Roundtable

Trotsky’s Canadian Holiday

It was a brief internment in Nova Scotia that lay the groundwork for the Soviet gulag.

By Andrea Pitzer

Monday, April 28, 2014

Leon Trotsky at his desk, c. 1920. 

In 1917, Russia shuddered its way through not one, but two revolutions: the February Revolution ended three centuries of rule by the Romanov dynasty, and the October Revolution brought the Bolshevik Party to power, planting the seeds of the Soviet state. Socialist firebrand Leon Trotsky took a leading role in that year’s Russian drama—as he would do in subsequent years. But even close readers of history could be forgiven for not knowing what happened to Trotsky in the months between February and October, how he began that spring living in the Bronx and ended it as a prisoner in a Canadian concentration camp.

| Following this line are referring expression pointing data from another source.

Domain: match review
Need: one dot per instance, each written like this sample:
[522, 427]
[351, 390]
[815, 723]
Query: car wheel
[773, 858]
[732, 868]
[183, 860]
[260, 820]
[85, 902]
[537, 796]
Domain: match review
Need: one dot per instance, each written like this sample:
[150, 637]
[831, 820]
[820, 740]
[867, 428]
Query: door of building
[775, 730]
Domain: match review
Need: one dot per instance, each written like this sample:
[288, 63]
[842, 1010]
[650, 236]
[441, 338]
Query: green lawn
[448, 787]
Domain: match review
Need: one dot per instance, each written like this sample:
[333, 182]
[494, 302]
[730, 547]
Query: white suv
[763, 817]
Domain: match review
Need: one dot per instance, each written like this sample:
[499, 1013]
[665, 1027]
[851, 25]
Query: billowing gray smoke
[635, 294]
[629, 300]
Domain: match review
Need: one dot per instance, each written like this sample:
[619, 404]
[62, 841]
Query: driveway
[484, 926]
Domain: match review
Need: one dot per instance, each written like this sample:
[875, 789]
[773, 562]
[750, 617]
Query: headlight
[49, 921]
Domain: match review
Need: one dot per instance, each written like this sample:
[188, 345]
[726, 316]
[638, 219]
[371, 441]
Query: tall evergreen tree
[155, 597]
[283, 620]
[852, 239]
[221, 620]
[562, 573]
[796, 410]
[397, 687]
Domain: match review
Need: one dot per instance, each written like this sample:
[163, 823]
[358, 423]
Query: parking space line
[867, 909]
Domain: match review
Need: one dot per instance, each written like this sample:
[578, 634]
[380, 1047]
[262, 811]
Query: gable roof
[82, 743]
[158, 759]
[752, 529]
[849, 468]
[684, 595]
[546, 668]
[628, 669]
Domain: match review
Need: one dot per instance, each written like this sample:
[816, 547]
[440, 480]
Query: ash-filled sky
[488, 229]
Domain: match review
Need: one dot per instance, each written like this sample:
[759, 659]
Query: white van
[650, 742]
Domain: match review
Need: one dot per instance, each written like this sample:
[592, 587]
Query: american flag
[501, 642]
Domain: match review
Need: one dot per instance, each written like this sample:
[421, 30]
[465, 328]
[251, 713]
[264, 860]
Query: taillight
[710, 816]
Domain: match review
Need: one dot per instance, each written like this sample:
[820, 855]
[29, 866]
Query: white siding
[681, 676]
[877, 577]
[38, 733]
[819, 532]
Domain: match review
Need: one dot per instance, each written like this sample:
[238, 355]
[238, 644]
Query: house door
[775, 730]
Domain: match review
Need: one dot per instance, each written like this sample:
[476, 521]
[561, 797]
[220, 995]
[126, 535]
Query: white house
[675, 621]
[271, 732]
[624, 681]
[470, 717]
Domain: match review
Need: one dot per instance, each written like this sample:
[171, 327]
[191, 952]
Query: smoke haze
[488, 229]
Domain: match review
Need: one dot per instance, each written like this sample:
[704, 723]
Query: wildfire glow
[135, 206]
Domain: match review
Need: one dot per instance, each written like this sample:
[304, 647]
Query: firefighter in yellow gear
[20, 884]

More than a bizarre detour from epic events to come, Trotsky’s detention and release played a vital part in the development of tools and strategies for modern revolutions.

By the time strikes paralyzed Russia and threatened the tsar’s rule in the first weeks of 1917, Trotsky had been living in exile for years due to his political agitation. After wearing out his welcome in Austria, France, and Spain, he left Europe for America at the end of 1916. Taking up residence in an apartment filled with modern conveniences, he wrote first for the Yiddish-language dailyForverts and then for Novy Mir, a Russian Socialist newspaper with offices in the East Village on St. Mark’s Place.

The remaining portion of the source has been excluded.